(DAILY SCEPTIC) – ‘Annual All-Cause Mortality Rate in Germany and Japan (2005 to 2022) with Focus on the COVID-19 Pandemic: Hypothesis and Trend Analyses‘ is a letter in the journal Medicine and Clinical Science by Hagen Scherb and Keiji Hayashi, comparing mortality trends across these two “highly industrialised countries, which have large and ageing populations in common”. It’s the first piece I know of to look closely at pandemic-era mortality trends in Japan – a country which provides a useful control on many fronts, because it took a relatively relaxed approach to non-pharmaceutical interventions, like many other Asian jurisdictions never saw much Covid mortality, and yet since autumn 2021 has a substantially higher vaccination rate than Germany.
This will shock you, but the results don’t look great for the vaccines. First, the less interesting part of their analysis, namely death trends in Germany.

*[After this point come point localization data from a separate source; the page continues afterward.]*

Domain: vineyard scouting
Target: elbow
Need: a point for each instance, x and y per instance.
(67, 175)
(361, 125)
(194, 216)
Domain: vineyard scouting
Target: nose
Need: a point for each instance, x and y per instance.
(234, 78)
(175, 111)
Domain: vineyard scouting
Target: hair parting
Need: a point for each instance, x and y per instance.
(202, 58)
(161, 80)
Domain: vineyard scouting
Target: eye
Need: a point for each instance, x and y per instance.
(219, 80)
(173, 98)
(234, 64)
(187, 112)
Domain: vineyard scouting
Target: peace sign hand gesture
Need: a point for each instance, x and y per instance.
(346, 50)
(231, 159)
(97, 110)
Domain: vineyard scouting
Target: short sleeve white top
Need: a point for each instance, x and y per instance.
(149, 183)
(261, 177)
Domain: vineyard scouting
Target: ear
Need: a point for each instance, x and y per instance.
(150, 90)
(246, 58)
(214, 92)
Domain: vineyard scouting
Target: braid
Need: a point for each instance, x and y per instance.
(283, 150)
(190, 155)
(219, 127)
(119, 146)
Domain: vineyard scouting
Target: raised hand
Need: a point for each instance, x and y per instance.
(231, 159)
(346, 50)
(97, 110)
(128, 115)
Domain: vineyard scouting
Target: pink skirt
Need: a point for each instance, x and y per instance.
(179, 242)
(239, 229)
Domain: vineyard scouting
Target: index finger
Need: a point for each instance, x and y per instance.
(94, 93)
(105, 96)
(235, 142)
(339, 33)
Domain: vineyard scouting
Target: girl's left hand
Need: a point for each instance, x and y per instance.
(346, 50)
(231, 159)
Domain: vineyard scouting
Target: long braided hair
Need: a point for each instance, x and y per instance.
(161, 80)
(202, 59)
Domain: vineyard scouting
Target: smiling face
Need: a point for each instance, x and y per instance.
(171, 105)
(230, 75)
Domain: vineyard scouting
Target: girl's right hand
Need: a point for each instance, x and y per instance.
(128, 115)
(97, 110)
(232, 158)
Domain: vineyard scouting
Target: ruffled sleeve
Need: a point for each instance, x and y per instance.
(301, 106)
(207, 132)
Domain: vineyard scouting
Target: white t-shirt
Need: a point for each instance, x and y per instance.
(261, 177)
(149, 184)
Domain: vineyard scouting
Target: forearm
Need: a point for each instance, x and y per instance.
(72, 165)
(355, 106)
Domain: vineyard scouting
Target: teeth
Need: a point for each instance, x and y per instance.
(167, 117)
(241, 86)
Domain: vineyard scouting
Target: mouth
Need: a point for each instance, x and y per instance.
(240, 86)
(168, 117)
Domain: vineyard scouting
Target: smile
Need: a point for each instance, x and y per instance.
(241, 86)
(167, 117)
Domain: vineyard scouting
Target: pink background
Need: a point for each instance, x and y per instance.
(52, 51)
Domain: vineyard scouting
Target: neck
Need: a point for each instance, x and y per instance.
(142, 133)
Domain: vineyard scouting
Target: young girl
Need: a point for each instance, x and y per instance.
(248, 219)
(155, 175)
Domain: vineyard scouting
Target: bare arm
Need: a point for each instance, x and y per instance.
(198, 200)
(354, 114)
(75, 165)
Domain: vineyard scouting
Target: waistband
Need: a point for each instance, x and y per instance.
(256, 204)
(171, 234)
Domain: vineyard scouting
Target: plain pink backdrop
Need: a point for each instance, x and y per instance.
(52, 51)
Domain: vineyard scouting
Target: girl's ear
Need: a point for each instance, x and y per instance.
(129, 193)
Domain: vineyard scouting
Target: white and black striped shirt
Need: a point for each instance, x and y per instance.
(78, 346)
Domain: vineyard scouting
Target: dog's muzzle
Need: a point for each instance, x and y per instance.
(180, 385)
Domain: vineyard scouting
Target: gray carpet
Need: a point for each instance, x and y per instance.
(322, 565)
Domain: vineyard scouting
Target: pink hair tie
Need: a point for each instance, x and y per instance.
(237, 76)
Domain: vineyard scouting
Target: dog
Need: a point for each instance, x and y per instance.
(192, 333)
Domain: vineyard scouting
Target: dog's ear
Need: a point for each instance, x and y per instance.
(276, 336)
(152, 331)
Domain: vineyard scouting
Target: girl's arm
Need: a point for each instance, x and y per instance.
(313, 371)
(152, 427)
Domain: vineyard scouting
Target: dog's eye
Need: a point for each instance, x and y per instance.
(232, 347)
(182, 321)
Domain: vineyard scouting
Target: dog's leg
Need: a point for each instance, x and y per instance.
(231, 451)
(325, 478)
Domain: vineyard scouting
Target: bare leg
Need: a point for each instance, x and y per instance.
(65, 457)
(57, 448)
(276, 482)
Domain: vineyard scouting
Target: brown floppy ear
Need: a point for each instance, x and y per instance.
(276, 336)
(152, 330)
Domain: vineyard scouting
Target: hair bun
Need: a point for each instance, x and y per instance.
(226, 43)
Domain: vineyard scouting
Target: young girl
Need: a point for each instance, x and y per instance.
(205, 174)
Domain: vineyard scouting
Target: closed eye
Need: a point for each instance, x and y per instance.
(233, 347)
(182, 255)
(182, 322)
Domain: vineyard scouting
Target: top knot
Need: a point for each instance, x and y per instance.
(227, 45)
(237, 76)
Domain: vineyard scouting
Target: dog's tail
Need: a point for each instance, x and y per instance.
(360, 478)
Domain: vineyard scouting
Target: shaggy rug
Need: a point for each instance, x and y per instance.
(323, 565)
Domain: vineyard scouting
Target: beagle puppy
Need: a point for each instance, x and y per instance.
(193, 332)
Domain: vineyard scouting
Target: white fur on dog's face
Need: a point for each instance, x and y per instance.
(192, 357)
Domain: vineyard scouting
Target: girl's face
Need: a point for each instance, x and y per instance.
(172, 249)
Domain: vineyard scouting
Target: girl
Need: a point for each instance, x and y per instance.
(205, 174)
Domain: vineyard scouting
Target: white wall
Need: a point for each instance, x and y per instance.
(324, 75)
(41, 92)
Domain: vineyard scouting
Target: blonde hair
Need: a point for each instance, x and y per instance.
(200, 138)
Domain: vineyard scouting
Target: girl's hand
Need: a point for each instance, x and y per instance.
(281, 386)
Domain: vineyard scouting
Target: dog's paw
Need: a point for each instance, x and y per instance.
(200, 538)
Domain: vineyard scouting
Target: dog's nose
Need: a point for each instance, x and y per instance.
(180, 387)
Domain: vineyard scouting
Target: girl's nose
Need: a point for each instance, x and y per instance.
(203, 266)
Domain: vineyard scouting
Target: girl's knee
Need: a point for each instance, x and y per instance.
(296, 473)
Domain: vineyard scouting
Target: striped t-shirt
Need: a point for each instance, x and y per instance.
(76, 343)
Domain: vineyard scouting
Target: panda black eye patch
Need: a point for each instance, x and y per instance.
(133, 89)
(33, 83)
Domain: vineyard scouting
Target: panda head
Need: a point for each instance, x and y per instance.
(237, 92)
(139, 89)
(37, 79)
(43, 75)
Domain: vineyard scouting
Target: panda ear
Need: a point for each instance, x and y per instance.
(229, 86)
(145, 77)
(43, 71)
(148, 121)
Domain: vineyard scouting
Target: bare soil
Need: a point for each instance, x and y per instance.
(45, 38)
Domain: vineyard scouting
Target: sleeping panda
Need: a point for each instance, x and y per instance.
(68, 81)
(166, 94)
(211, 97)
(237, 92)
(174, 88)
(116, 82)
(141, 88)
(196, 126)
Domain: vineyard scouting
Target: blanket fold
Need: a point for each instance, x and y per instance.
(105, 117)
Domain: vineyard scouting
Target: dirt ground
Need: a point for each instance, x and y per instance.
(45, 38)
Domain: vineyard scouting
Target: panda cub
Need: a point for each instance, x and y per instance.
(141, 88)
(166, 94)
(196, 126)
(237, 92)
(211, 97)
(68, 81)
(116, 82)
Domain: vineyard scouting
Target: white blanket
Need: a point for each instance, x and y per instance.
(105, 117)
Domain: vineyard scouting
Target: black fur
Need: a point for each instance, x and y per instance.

The first year of the pandemic coincided with slightly elevated mortality firmly within the bounds of prior trends, while the years of mass vaccination, 2021 and 2022, saw an anomalous 48,617 and 66,528 excess deaths respectively. This is roughly equal to the official Covid death tally for these years, but the analysis of Kuhbandner and Reitzner (recently published in Cureus) indicates that the virus cannot explain nearly all of them. Both the timing and the age-stratified data strongly suggest that a substantial number must be related to vaccination.